Cuando una flor se encuentra con las estrellas

CAPITULO 8

El aire fresco de la mañana le calaba los huesos, pero Gabriel no se inmutaba. Sus pasos eran firmes y constantes mientras descendía por el sendero que lo alejaba de la colina. El eco de las risas de Amelia aún flotaba en su mente, como una canción que no podías dejar de escuchar, por mucho que quisieras.

—Tonterías —murmuró para sí mismo, frunciendo el ceño.

La brisa agitaba su chaqueta, y aunque el sol ya asomaba en el horizonte, el frío persistía. Gabriel hundió las manos en los bolsillos, deseando que aquel paseo improvisado hubiera sido solo un mal sueño. Pero no lo era. Él, Gabriel, el tipo al que nadie se atrevía a mirar dos veces, había pasado la noche en una colina hablando de estrellas con una chica que parecía salida de un cuento de hadas.

—Ridículo —gruñó.

A medida que avanzaba, las casas del pueblo comenzaron a aparecer. Las fachadas aún dormían, y apenas se escuchaban algunos ruidos lejanos de personas comenzando su día. Gabriel no necesitaba mirar para saber que pronto los ojos curiosos se posarían en él, como siempre. La gente tenía esa manía de inventar historias sobre su vida solo porque no iba por ahí sonriendo como un idiota.

Cruzó la calle principal, pasando frente a la panadería, donde el aroma del pan recién horneado se filtraba por las ventanas abiertas. Por un segundo, su estómago protestó, recordándole que no había comido nada decente en horas.

—Luego —se dijo a sí mismo.

Cuando llegó a la puerta de su taller, sacó la llave del bolsillo y la giró en la cerradura. El chirrido familiar le dio una extraña sensación de alivio. Dentro, el espacio olía a metal y aceite, una mezcla que siempre lograba calmarlo.

Se quitó la chaqueta y la colgó en el perchero improvisado junto a la puerta. Las herramientas estaban exactamente donde las había dejado, esperando pacientemente a que él volviera a darles uso.

—Mucho mejor que hablar de flores y estrellas —masculló, encendiendo las luces.

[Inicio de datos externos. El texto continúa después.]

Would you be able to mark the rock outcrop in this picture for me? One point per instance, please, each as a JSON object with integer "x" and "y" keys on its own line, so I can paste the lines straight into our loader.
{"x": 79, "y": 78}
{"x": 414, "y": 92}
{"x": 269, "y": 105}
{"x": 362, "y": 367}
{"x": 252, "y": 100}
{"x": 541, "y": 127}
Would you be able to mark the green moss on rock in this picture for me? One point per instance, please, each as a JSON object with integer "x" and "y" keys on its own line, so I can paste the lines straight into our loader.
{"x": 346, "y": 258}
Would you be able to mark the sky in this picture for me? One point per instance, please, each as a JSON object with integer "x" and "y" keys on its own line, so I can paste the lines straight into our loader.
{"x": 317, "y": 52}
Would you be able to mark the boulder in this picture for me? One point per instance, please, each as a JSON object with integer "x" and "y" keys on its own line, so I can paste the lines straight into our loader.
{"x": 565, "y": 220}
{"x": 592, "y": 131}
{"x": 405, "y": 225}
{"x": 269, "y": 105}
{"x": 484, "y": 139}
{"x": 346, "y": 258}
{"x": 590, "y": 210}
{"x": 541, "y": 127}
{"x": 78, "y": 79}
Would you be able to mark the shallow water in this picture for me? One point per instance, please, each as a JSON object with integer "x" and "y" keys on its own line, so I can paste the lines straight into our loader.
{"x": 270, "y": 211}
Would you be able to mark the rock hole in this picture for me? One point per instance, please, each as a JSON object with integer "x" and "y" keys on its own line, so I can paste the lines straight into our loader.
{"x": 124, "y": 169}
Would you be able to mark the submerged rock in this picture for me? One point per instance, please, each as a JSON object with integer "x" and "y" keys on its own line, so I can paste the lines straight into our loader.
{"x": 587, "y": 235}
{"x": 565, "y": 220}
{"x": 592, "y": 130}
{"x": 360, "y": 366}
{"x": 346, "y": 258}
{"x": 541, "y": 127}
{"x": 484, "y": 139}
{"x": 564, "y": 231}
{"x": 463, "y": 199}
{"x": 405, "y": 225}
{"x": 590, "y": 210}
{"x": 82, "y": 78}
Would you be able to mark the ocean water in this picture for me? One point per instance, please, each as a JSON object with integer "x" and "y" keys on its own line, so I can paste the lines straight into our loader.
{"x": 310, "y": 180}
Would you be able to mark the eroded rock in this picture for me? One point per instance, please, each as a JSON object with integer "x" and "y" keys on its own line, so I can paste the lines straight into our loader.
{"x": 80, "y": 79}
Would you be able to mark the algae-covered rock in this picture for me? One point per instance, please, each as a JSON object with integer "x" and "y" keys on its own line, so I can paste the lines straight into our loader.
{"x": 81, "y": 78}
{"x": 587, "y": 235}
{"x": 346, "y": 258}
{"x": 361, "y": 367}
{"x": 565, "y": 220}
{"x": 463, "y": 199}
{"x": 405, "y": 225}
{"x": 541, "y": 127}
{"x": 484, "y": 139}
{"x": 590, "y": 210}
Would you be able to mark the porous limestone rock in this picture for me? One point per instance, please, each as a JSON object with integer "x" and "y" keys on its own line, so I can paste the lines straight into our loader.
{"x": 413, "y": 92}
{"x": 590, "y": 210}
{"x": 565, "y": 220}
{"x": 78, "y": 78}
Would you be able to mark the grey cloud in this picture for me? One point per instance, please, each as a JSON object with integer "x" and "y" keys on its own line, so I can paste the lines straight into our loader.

El ruido del fluorescente llenó el lugar, y Gabriel se dejó envolver por la rutina. Tomó una pieza de metal y comenzó a trabajar, dejando que el sonido del martillo contra el yunque borrara cualquier rastro de aquella noche extraña.

Pero no era tan fácil.

A pesar de su mejor esfuerzo, la imagen de Amelia seguía apareciendo en su mente. Su risa, suave y contagiosa. La manera en que hablaba de las estrellas como si fueran viejas amigas. Su mirada serena, que parecía atravesar sus murallas sin esfuerzo.

Gabriel golpeó el metal con más fuerza, frustrado consigo mismo.

—No tiene sentido —se dijo en voz alta.

Pero había algo en ella que se quedaba. Algo que, por mucho que intentara ignorar, ya se había instalado en algún rincón de su mente. Y eso lo enfurecía.

El sonido de la campanilla de la puerta interrumpió sus pensamientos. Gabriel levantó la vista, con el ceño fruncido.

—Estamos cerrados —gruñó.

—Buenos días, gruñón —la voz alegre de Amelia llenó el taller.

Gabriel se quedó inmóvil por un segundo antes de soltar un suspiro pesado.

—¿Qué haces aquí?

—Pasaba por aquí y pensé que tal vez necesitarías compañía. Aunque parece que te llevas mejor con tus herramientas que con las personas.

Gabriel cruzó los brazos.

—¿No tienes una floristería que atender?

Amelia sonrió, sin dejarse intimidar por su tono seco.

—Está todo bajo control. Además, pensé que después de nuestra noche estelar, podrías estar de mejor humor.

—Error de cálculo.

Ella soltó una risita.

—Tal vez. Pero me gustan los retos.

Gabriel resopló, pero no dijo nada más. Amelia, con esa calma infinita que parecía caracterizarla, se acercó a una de las mesas y observó las piezas de metal.

—¿Qué haces aquí exactamente? —preguntó con curiosidad genuina.

—Trabajo. A diferencia de otros, no paso el día hablando de estrellas.

Amelia lo miró con una sonrisa suave.

—Quizá deberías intentarlo más seguido. Las estrellas tienen formas curiosas de responder preguntas que ni siquiera sabías que tenías.

Gabriel negó con la cabeza, pero una pequeña chispa de algo parecido a la diversión cruzó por sus ojos.

A veces, incluso el metal más duro no puede evitar ser moldeado por una chispa inesperada.